While the Ghana Maritime Authority has confirmed that the Convention – C.188 has been assented and laid before Parliament for consideration, processes to facilitate speedy ratification are yet to be done.

Touching on the need for the Convention which is currently before Parliament to be ratified for implementation, National Project Officer of the International Labour Office (ILO), Emmanuel Kwame Mensah told GhanaWeb that it will advance efforts to deal with issues of forced labour among fishers.

“When the convention is ratified then it can be translated into a framework for implementation and we encourage that no hindrances or impediments are put in this part so that all the parties supposed to help implement this convention when its ratified will be given the necessary support in terms of logistics.

“The expectation is that after the ratification, now you have a national law that contextualizes the ratification because the context of countries differ from one country to the other. The conventions are very general although they provide some international standards,” he noted.

Mr. Mensah further added that authorization of the Convention will provide the necessary logistics for various stakeholders to work and ultimately lead to measurable results.

“Although we know that ratification is not the final bit, ratification provides an impetus, for actual work to be done to deal with issues of forced labour and provide a decent working environment for our fishers.

“For example, in the fishing sector, there are a number of players; the fisheries ministry, labour ministry, you have the maritime authority who in the context of the country should have the leading mandate to do this inspection,” he said.

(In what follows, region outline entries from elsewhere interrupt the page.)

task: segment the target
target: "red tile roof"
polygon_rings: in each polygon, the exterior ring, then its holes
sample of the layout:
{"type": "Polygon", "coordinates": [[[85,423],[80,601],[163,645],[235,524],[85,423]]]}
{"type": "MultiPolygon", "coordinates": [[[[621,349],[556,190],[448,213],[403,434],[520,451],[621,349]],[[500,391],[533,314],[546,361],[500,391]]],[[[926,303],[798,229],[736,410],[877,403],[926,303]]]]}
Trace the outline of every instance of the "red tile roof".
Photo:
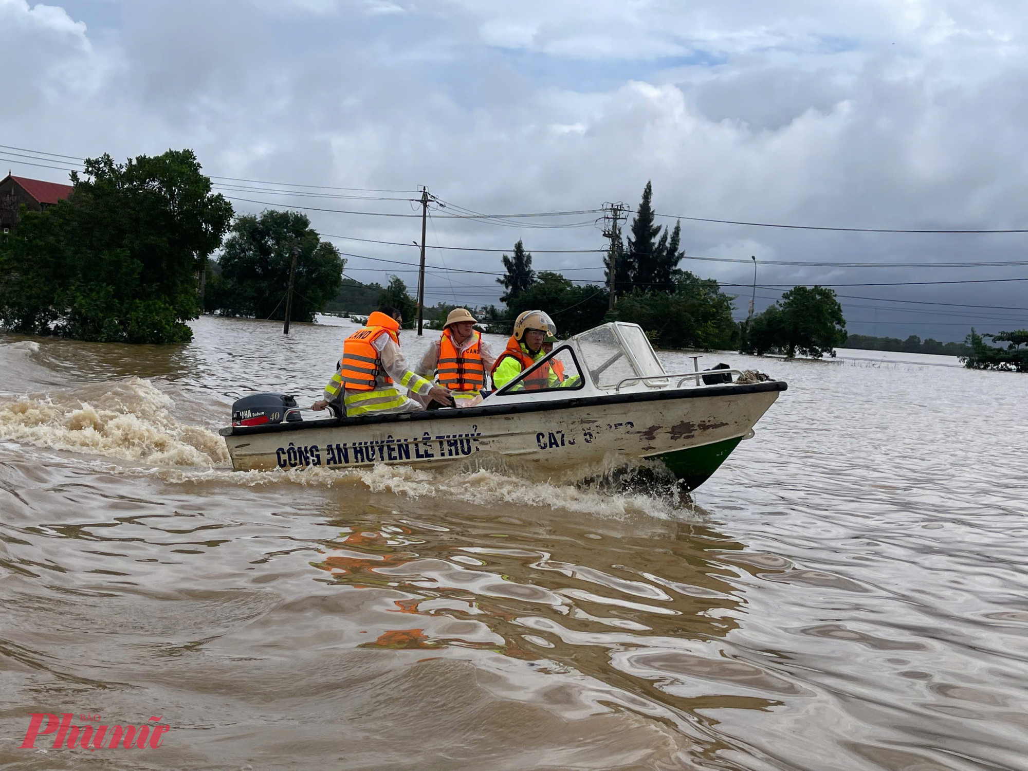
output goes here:
{"type": "Polygon", "coordinates": [[[71,185],[60,185],[57,182],[43,182],[38,179],[28,179],[26,177],[10,178],[20,184],[25,191],[40,204],[57,204],[62,198],[67,198],[74,190],[71,185]]]}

“You need to talk about the kind of logistics, resources they need to carry out their work, do they have it? Are the personnel available? Are they well-trained? Properly distributed in the areas where work is needed to be done,” he added.

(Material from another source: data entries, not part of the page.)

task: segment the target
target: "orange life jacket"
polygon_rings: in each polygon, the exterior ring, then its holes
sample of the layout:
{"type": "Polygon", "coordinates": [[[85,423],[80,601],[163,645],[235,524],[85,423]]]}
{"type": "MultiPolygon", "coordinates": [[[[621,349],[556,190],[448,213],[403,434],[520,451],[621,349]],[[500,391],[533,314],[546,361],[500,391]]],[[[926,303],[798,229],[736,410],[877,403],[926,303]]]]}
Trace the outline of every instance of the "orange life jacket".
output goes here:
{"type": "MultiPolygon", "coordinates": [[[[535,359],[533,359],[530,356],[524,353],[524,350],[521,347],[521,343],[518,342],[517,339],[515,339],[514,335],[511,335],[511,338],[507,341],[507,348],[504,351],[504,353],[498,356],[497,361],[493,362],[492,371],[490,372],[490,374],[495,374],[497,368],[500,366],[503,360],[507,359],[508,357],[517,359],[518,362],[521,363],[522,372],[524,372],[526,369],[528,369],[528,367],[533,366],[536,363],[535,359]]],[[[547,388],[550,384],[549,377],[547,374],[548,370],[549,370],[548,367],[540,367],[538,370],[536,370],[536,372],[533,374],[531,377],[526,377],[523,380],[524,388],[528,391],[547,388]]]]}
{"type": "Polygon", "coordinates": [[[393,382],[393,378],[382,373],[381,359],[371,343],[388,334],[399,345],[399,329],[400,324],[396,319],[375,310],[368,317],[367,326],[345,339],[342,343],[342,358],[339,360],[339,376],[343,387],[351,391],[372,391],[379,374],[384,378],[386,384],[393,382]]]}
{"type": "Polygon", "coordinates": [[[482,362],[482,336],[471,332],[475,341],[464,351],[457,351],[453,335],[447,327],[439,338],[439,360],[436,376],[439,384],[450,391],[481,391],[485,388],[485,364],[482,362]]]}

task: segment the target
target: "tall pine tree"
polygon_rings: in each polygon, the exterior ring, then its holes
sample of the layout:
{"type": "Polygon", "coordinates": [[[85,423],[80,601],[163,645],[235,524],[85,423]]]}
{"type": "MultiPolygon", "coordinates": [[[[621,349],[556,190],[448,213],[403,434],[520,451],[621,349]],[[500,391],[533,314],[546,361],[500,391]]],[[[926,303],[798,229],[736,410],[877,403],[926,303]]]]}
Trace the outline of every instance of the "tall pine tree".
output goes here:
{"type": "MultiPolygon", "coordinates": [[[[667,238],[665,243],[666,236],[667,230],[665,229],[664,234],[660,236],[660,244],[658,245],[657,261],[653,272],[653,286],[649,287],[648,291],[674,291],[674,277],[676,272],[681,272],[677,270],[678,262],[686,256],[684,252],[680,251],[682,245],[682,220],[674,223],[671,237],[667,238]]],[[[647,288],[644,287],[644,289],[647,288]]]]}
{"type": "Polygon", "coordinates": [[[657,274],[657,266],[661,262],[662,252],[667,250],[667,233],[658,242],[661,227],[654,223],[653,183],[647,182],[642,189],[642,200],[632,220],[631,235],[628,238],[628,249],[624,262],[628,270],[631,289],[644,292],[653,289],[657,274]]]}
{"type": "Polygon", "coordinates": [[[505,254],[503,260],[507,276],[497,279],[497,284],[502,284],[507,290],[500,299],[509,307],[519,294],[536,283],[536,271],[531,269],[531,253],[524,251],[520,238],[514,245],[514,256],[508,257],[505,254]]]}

Mr. Mensah spoke on the sidelines of a 2-day training held in Accra, in partnership with the Fisheries Committee for the West Central Gulf of Guinea (FCWC) for journalists nationwide.

The workshop, among other things, focused on target 8.7 of the Sustainable Development Goals (SDG) 8 which calls on countries to take immediate action against decent work deficits that are an affront to the fundamental principles and rights at work.


Ghana has ratified the Labour Inspection Convention, 1947 (no 81), the Tripartite Consultation (International Labour Standards) Convention, 1976 (no 144) as well as a number of technical Conventions.

Two fundamental Conventions; C155 (Occupational Safety and Health Convention, 1981) and C187 (Promotional Framework for Occupational Safety and Health Convention, 2006) remain unratified.

While these are undeniably central to the achievement of the ILO’s goals to promote decent work and protect individuals, specific Conventions which focus on forced labour in the marine fisheries sector also need to be ratified.